Yesterday as I wrote my blog it appeared as written, but when it got published it was triple or quadruple spaced and nothing I could do in edit changed it when published. Blogspot must have been having a bad hair day.
When things always worked as I am now trying them, but now don't, it becomes stressful. There is never a 'help' tab, or, if computer-related it is unavailable.

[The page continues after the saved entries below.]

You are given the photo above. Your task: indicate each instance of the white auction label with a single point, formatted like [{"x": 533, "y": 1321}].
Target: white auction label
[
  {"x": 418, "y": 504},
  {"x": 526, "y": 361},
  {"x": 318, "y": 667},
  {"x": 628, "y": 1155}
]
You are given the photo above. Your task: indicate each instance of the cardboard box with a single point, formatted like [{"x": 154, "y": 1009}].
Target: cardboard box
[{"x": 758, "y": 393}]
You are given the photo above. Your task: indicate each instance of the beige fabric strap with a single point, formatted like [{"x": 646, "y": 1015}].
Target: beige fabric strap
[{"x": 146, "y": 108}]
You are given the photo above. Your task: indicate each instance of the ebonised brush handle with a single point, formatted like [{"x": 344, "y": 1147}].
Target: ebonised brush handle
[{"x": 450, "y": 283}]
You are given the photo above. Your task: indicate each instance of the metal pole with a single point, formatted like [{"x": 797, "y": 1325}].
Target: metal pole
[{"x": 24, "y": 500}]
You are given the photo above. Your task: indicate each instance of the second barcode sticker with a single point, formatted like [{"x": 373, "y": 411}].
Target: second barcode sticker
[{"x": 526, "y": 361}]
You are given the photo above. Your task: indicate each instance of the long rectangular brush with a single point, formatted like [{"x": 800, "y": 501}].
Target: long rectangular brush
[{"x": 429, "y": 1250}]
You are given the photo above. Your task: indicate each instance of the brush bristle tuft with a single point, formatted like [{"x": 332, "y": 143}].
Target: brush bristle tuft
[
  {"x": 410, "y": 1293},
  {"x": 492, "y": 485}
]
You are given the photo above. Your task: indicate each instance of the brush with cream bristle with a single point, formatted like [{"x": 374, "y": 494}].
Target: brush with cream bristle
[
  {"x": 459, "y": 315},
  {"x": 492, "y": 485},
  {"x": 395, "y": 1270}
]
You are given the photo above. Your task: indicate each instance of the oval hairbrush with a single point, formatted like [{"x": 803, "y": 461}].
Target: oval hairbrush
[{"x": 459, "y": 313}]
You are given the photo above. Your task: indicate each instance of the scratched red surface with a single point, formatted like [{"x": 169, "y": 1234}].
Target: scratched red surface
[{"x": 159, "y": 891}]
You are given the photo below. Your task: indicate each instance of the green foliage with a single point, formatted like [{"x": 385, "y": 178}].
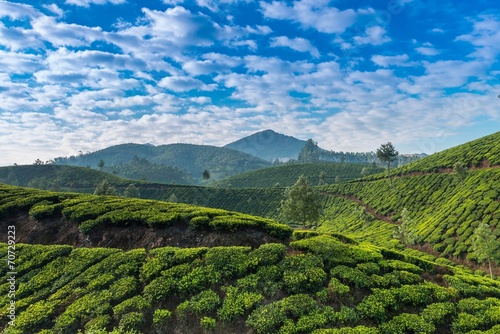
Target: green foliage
[
  {"x": 320, "y": 173},
  {"x": 160, "y": 316},
  {"x": 301, "y": 204},
  {"x": 485, "y": 246},
  {"x": 303, "y": 273},
  {"x": 208, "y": 324},
  {"x": 202, "y": 303},
  {"x": 131, "y": 321},
  {"x": 237, "y": 302}
]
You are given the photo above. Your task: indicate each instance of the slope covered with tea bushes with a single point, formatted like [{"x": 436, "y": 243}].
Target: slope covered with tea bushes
[
  {"x": 286, "y": 175},
  {"x": 444, "y": 208},
  {"x": 312, "y": 285},
  {"x": 91, "y": 212},
  {"x": 484, "y": 151}
]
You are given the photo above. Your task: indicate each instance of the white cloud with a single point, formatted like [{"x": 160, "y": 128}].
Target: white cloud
[
  {"x": 178, "y": 25},
  {"x": 298, "y": 44},
  {"x": 87, "y": 3},
  {"x": 387, "y": 61},
  {"x": 427, "y": 51},
  {"x": 184, "y": 84},
  {"x": 64, "y": 34},
  {"x": 17, "y": 11},
  {"x": 311, "y": 14},
  {"x": 485, "y": 37},
  {"x": 375, "y": 35},
  {"x": 54, "y": 9}
]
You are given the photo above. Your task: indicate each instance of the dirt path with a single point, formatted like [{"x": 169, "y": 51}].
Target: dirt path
[{"x": 387, "y": 219}]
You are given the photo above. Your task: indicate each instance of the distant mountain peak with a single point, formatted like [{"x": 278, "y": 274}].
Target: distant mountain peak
[{"x": 269, "y": 145}]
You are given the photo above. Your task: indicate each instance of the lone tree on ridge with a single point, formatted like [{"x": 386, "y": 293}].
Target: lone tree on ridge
[
  {"x": 301, "y": 203},
  {"x": 387, "y": 153}
]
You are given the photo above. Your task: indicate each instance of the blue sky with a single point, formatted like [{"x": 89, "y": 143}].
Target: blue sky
[{"x": 81, "y": 75}]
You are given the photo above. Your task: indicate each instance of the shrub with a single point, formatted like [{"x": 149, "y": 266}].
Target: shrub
[
  {"x": 229, "y": 261},
  {"x": 268, "y": 254},
  {"x": 160, "y": 316},
  {"x": 303, "y": 273},
  {"x": 204, "y": 302},
  {"x": 438, "y": 313},
  {"x": 208, "y": 324},
  {"x": 405, "y": 322},
  {"x": 131, "y": 321},
  {"x": 352, "y": 276},
  {"x": 237, "y": 302}
]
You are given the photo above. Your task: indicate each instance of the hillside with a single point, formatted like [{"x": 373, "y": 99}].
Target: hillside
[
  {"x": 308, "y": 283},
  {"x": 286, "y": 175},
  {"x": 193, "y": 159},
  {"x": 269, "y": 145},
  {"x": 482, "y": 152},
  {"x": 59, "y": 177}
]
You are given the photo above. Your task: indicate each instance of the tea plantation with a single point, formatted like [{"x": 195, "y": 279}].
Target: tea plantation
[{"x": 316, "y": 284}]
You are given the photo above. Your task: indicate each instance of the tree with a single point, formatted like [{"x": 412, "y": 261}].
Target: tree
[
  {"x": 485, "y": 246},
  {"x": 310, "y": 152},
  {"x": 131, "y": 191},
  {"x": 101, "y": 164},
  {"x": 364, "y": 215},
  {"x": 387, "y": 153},
  {"x": 172, "y": 198},
  {"x": 302, "y": 203},
  {"x": 460, "y": 170},
  {"x": 105, "y": 188},
  {"x": 322, "y": 178},
  {"x": 405, "y": 231}
]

I've noted that the phone usually rings when I am unable to answer it, or quickly enough. I may have forgotten to take the remote to the bathroom with me; I am in the basement and the phone is 35 feet away; I am reading the last four pages of a novel, excited to find out how it ends; or I will miss something I have been watching on TV. Expletives, I learned, do not help though I love to use them, I'm beyond being shocked, but many around me are not so it is amusing to watch their disapproving faces. (Apparently, being profane is something that should have been given up by the time this many decades of my life have passed..and should have been in yesterday's blog as things that lighten life.)

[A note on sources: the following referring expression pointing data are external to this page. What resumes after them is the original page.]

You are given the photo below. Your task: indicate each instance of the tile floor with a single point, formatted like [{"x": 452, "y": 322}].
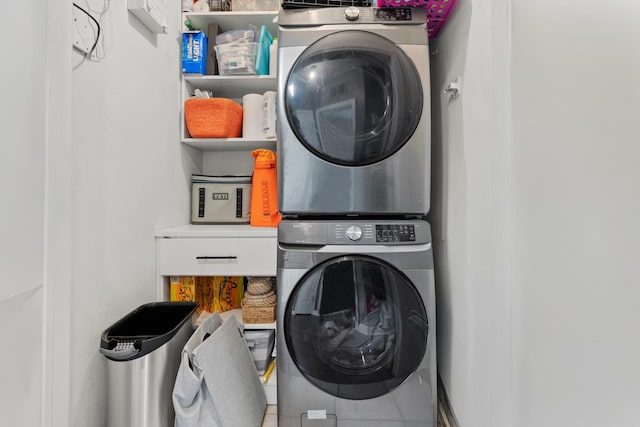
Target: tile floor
[{"x": 271, "y": 417}]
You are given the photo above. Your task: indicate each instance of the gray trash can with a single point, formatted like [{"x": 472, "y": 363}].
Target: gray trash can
[{"x": 143, "y": 355}]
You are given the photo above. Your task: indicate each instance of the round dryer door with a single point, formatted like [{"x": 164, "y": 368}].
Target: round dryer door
[
  {"x": 353, "y": 98},
  {"x": 356, "y": 327}
]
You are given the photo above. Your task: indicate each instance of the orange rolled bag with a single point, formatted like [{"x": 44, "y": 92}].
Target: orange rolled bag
[{"x": 264, "y": 190}]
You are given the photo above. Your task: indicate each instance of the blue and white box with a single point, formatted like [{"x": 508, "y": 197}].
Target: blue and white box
[{"x": 194, "y": 52}]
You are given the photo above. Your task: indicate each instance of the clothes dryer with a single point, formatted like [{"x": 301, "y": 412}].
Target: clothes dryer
[
  {"x": 353, "y": 111},
  {"x": 356, "y": 324}
]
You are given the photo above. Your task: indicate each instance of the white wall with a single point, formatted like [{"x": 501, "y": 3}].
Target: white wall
[
  {"x": 22, "y": 120},
  {"x": 130, "y": 177},
  {"x": 576, "y": 205},
  {"x": 470, "y": 212},
  {"x": 535, "y": 213}
]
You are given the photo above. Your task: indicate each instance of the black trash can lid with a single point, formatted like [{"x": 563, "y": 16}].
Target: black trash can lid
[{"x": 145, "y": 329}]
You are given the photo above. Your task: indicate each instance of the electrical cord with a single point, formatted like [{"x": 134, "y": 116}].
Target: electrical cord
[{"x": 95, "y": 43}]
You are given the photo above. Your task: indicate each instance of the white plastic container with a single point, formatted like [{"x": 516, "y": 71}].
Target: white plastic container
[{"x": 260, "y": 343}]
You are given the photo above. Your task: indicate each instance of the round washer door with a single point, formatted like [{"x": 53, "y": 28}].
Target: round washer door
[
  {"x": 356, "y": 327},
  {"x": 353, "y": 98}
]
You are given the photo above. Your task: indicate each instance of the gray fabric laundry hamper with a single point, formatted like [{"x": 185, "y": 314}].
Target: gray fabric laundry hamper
[
  {"x": 217, "y": 383},
  {"x": 143, "y": 354}
]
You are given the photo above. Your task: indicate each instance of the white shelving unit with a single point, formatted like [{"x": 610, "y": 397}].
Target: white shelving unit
[{"x": 229, "y": 249}]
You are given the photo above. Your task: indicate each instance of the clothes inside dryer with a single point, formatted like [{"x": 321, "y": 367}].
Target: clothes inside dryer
[{"x": 356, "y": 321}]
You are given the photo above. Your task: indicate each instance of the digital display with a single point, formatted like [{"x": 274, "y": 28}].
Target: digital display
[
  {"x": 394, "y": 14},
  {"x": 395, "y": 233}
]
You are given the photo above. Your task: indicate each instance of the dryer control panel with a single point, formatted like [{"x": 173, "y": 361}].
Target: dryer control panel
[
  {"x": 409, "y": 232},
  {"x": 395, "y": 233}
]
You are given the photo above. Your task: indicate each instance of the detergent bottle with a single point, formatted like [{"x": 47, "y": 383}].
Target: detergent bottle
[{"x": 264, "y": 190}]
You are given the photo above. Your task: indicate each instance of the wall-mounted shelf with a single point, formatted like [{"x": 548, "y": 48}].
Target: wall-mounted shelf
[
  {"x": 230, "y": 144},
  {"x": 233, "y": 20},
  {"x": 232, "y": 86}
]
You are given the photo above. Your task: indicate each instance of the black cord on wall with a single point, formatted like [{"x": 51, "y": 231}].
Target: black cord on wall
[{"x": 95, "y": 43}]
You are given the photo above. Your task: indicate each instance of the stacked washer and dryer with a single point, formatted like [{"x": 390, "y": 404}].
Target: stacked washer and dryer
[{"x": 356, "y": 337}]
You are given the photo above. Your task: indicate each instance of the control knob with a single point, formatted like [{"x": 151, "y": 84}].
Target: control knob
[{"x": 354, "y": 233}]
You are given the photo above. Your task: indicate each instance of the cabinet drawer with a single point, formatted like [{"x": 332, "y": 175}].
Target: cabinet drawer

I'll try to keep peace with the poltergeists who torture me, make things commit suicide off my counters, cause the typo fairy to dance on the keyboard, and generally make me wonder why life is so difficult. I will seek a new identity when my professional one no longer fits. Instead of psychotherapist, I will just be a modern version of Greta Garbo 'vanting to be alone'. To keep stress from my being, I will embarrass my adult children, shock my grandchildren and amuse my great grandchildren just because I can.
When I get old I won't have to wear purple. I already do. But I shall use foul language because it more accurately expresses my feelings about life right now. I will be even more candid than I am accused of being now, if that is possible.; it beats climbing a mountain or dropping out of a plane with a parachute or some of the other things people do to prove they still are 'with it'. I'll even enjoy every bit of it because I will avoid the things that darken life such as having a pet die because I won't have one.. My necessities are few. I'll even avoid discussing politics, religion and how to raise children with people who want advice they have no intention of taking.. That really brings one down.
Things that darken one's life are so subjective. Each of us knows what they are. We don't always know or are able to avoid them. For that reason, in order to maintain balance, learn to treat yourself to something good every time you resolve a frustration. Try it. You might like it.